How to avoid money quarrels
Here's something to thing about on Valentine's Day: More couples fight about money than any other subject.
In one recent survey, 29 percent of couples said they fight frequently about money. Only 9 percent fought repeatedly about romance or sex. Also low on the squabble list: disciplining children, housekeeping, friends and the role of women.
The correlation between money and anger shouldn't be a surprise. Money management involves emotional issues -- happiness, self-esteem and control. And there's never enough money.
"People don't necessarily know their own habits and feelings about money," added Elizabeth Jetton, a certified financial planner. "We're not very conscious of how we treat it. But then we get married and we become very conscious of how our spouses treat money."
Experts point to a number of ways to resolve conflicts:
Start now. "Couples need to start talking about money when there's not a crisis," said Ruth L. Hayden. "We wait until there's a big crisis, and then there's a big fight." She is the author of "For Richer, Not Poorer: The Money Book for Couples."
Watch your spending.
Examine yourself. "How did our parents handle money? What sorts of messages did we pick up?," said Jetton.
Search for common ground. Couples usually have shared goals -- buying a home, providing for children, or a vacation in Europe. "When people talk about what they have in common, what they share, it becomes easier to make little decisions day-by-day," Jetton said.
Don't keep secrets. Intimacy and honesty go together. It's a bad idea to conceal debts or to keep a secret stash of cash.
Atlanta Journal and Constitution
Site finds lost savings bonds
Can't remember if your U.S. savings bond has matured? Can't find it? Missing an interest payment? Help is on the way.
The Treasury Department has a new link on its savings bond Web site, dubbed "Treasury Hunt," to help people find missing bonds and interest payments and learn whether their bonds have matured.
Rather than writing the government to find out, investors can conduct a database search at www.savingsbonds.gov by clicking on the "Treasury Hunt" link and providing their name, city, state and Social Security number.
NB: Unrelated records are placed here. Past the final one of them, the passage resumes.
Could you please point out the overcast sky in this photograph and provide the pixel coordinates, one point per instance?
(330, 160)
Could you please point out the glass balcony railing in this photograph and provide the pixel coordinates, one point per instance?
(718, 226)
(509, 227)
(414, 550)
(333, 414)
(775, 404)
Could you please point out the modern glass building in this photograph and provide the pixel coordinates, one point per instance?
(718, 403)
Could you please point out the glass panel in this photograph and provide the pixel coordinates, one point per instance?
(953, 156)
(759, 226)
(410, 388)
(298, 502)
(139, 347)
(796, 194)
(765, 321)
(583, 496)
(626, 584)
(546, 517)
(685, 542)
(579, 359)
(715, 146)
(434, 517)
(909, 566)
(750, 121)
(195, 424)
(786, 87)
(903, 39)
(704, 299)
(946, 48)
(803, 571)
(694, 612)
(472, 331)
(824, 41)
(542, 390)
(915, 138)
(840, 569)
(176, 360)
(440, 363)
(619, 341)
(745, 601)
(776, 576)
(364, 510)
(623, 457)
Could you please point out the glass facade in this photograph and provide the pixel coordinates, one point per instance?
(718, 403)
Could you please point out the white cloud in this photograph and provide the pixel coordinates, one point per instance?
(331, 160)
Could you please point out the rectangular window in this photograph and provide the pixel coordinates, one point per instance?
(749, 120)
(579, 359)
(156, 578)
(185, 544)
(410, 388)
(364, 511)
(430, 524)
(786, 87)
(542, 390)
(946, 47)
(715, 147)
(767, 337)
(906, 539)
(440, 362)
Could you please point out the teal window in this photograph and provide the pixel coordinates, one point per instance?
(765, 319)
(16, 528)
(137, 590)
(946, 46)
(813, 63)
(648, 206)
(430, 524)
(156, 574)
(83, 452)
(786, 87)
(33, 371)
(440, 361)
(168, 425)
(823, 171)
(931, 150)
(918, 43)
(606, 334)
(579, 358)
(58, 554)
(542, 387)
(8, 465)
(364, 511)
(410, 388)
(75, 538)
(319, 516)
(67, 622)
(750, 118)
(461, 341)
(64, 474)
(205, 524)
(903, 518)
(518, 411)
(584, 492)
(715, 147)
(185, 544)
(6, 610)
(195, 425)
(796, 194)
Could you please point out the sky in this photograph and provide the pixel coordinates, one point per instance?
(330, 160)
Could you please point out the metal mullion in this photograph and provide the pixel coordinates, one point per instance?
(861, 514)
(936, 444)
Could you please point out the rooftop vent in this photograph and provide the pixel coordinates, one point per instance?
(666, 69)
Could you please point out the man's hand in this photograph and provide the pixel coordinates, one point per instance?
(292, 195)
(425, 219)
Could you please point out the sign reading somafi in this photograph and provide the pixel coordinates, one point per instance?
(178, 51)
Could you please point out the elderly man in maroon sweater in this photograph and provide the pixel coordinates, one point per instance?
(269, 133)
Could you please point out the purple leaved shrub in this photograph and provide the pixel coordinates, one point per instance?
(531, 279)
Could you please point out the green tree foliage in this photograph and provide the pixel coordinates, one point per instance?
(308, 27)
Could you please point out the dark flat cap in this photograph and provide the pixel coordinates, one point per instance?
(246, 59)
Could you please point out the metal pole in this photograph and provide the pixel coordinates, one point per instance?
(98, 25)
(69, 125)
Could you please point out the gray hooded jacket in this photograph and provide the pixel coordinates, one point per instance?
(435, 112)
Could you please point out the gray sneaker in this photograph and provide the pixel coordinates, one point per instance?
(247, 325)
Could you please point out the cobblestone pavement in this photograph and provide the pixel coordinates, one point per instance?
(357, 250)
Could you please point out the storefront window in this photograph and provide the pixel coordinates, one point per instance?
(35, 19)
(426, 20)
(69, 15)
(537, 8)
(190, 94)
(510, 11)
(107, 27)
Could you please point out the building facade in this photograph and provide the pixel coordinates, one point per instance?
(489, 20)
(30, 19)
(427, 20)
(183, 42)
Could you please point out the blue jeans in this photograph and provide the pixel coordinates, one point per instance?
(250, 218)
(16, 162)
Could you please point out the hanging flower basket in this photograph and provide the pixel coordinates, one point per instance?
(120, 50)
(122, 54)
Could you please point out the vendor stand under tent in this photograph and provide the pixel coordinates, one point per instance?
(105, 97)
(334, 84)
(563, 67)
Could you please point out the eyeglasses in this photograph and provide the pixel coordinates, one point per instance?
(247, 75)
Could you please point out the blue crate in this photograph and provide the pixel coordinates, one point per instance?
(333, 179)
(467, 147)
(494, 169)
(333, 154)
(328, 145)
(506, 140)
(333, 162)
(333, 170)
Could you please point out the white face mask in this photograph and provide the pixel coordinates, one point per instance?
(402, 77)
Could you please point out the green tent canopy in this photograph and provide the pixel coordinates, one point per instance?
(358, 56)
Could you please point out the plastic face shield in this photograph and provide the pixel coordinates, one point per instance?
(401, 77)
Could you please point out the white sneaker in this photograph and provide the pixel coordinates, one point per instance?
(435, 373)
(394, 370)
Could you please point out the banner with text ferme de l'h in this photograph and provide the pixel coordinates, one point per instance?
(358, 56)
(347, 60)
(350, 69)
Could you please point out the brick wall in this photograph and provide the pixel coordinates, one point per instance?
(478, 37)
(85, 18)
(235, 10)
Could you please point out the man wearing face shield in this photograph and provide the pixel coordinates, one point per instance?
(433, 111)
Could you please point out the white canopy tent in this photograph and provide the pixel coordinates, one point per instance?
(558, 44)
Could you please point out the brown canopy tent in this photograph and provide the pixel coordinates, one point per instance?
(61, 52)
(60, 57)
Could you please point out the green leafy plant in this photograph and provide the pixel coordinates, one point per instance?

The secured site lets them know if a match is found and instructs them on how to obtain the lost bond or payment.
The database, which will be regularly updated, has information on about 160,000 bonds and interest payments that couldn't be delivered and bonds that matured but haven't been redeemed.
Where to get mortgage data
With interest rates on the way down, it may be a good time once again to explore buying a new home or putting your existing abode up for sale. If you are interested in jumping into the real estate market soon, there are several Web sites that can bring you up to speed on the ins and outs of buying or selling residential property.
Here's a brief selection of sites:
Homepath.com at www.homepath.com. Information from Fannie Mae on what to consider when buying a new home, refinancing or home improvement.
Loanlibrary at www.loanlibrary.com. Good place to pick up mortgage lingo and guidelines.
Mortgage Bankers Association of America at www.mbaa.org/consumer. Features mortgage planning tools, home-buying tips and latest real estate news.
Mortgage 101 at www.mortgage101.com. Host of information and interactive tools that address a range of mortgage topics.
The Mortgage Expert at www.mortgageexpert.org. Contains mortgage rate updates, tips and answers to frequently asked questions.
The Mortgage Source Online at mortgage-source.com. Provides access to mortgage lenders around the country.